Border Patrol forces 3-year-old girl to choose which parent can remain in the U.S.

A Border Patrol agent allegedly forced a 3-year-old Honduran girl with a heart condition to choose which one of her parents she would be allowed to stay with at an immigrant detention center in El Paso, Texas, and then had to watch as the other parent was taken away by authorities, according to NPR:

“And the girl, because she is more attached to me, she said, mom,” her mother, Tania, told NPR through an interpreter. “But when they started to take [my husband] away, the girl started to cry. The officer said, ‘You said [you want to go] with mom.’”

The father was separated from his family and informed he would have return to Juárez, Mexico, and wait there for his court hearing before an immigration judge.

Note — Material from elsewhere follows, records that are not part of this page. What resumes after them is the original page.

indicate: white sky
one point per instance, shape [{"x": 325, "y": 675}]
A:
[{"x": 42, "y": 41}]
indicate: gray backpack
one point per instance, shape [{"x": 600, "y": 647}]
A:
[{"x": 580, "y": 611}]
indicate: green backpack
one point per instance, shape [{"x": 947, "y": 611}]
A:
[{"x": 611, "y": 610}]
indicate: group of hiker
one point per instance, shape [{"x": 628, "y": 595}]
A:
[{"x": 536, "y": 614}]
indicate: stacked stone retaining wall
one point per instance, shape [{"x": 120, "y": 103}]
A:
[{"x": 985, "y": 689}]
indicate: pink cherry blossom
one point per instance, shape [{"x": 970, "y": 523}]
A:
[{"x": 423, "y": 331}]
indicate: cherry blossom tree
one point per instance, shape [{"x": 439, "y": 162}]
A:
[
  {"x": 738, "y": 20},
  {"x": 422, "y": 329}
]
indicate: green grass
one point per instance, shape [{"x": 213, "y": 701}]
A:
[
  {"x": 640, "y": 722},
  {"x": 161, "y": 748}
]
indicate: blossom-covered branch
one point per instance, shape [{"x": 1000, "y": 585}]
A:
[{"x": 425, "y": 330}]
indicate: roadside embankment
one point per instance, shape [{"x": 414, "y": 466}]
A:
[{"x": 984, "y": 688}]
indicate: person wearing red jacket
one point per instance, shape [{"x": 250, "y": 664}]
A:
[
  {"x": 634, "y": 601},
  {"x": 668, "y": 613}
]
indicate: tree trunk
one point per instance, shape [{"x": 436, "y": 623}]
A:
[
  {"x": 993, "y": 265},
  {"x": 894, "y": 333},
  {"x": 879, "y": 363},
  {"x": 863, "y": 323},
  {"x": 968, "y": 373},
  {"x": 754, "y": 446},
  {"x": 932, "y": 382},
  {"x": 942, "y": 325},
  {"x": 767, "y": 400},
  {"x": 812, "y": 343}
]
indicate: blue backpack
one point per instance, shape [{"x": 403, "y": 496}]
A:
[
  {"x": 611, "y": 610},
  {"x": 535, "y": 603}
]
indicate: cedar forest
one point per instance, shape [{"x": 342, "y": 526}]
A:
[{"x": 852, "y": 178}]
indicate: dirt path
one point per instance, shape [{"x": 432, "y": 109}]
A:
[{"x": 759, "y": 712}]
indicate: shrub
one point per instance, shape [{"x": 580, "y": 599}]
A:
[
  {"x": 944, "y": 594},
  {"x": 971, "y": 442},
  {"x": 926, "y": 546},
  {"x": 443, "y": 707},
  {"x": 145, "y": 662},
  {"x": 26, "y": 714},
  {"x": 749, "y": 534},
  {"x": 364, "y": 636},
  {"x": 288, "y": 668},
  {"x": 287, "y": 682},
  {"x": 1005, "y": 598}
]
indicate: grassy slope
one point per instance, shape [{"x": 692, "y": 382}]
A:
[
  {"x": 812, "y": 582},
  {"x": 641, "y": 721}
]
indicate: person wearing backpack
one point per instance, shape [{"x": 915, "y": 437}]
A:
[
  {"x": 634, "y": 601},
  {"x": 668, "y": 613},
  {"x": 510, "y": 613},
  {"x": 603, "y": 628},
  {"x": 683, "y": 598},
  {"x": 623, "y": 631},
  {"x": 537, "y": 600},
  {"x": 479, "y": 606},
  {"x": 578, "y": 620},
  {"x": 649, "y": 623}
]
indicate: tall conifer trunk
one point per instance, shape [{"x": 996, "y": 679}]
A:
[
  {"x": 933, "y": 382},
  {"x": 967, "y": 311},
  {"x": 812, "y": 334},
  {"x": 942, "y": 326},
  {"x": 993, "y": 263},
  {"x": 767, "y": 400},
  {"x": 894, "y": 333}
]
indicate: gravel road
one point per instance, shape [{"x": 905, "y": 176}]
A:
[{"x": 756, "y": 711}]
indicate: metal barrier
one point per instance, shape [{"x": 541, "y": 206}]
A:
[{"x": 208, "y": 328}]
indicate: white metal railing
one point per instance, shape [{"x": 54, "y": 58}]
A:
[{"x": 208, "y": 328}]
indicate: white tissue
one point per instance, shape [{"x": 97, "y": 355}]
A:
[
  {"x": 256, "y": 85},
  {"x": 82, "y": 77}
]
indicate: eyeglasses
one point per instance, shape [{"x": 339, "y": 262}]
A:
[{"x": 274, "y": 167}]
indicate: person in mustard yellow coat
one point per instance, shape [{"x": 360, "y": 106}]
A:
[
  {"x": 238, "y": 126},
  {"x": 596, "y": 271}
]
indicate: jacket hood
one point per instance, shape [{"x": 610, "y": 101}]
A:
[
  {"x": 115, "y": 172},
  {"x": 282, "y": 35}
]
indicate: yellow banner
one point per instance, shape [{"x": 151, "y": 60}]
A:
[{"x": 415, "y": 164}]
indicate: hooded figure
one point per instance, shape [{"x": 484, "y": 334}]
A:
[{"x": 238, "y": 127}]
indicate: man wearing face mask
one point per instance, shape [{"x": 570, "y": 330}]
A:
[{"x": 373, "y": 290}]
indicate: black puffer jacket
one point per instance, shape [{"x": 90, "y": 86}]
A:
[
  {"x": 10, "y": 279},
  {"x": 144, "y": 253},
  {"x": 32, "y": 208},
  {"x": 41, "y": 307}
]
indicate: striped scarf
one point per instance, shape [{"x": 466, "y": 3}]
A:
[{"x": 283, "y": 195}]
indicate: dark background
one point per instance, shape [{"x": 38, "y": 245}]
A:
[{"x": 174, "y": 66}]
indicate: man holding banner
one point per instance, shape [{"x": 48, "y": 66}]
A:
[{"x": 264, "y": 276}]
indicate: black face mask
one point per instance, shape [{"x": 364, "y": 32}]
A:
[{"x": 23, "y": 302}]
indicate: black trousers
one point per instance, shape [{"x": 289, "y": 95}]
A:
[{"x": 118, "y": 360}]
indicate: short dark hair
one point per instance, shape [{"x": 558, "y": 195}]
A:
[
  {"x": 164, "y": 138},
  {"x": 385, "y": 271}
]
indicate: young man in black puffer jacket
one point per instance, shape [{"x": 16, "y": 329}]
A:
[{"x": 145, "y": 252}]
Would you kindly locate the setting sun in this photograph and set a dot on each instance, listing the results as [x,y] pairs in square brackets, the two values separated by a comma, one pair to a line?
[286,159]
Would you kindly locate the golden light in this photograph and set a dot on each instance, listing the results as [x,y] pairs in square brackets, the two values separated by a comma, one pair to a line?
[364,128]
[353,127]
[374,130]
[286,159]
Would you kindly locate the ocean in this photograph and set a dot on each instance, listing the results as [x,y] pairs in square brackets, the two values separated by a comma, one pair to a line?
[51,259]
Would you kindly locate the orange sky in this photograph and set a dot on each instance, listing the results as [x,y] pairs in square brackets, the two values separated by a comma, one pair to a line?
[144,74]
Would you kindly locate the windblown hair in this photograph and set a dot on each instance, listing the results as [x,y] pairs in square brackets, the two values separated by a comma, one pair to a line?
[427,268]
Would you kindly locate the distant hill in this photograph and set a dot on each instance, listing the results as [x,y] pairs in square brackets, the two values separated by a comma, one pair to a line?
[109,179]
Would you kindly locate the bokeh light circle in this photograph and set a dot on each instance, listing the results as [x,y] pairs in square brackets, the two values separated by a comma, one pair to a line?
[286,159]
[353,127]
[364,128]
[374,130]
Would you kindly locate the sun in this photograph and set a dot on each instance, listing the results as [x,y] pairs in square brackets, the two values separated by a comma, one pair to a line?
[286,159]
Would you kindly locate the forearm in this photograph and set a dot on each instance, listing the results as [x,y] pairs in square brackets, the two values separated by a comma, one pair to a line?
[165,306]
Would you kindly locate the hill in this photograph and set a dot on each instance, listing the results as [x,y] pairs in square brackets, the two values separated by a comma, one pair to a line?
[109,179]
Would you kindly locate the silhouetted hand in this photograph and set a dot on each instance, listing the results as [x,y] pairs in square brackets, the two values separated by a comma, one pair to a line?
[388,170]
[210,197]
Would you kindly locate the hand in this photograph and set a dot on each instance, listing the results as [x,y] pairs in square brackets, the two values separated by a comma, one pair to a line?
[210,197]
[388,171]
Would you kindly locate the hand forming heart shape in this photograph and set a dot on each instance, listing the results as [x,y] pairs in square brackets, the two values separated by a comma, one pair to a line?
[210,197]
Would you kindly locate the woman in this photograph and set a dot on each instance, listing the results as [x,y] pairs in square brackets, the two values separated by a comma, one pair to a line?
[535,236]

HuffPost notes that the family had entered the United States together:

The family of five had originally entered El Paso together in April but were then sent to Juárez to await their immigration proceedings. This procedure falls in line with the Trump administration’s Migrant Protection Protocols (MPP) program.

With the help of the Catholic organization Hope Border Institute and the Catholic Diocese of El Paso, the family returned to El Paso in late June to make a claim for asylum.

The child’s father, Joseph, says he feels utterly helpless as he waits for the day he will potentially be reunited with his family:

“We’re here at the mercy of the American people … We come here carrying only the little hope we have.”

The family left Honduras because they feared for their life:

The family fled Honduras after Tania  witnessed her mother get killed. Her sister-in-law also was a witness and was later kidnapped, tortured and slain to keep her from testifying. The gang MS-13 then posted a note on the family’s door telling them they had 45 minutes to leave, Tania said. That’s when the family left to seek asylum in the U.S.

Tania noted that she is seeking asylum in the United States because she has nowhere else to go:

“We cannot go back to Honduras. We hope that the children could study here because in Honduras there are no opportunities for the children to go to school, for them to grow. We are honest people. We don’t want to harm anyone. We just want an opportunity.”

These are the people President Trump says are a threat to the national security of the United States. Does a 3-year-old child with a heart condition sound like a threat to you?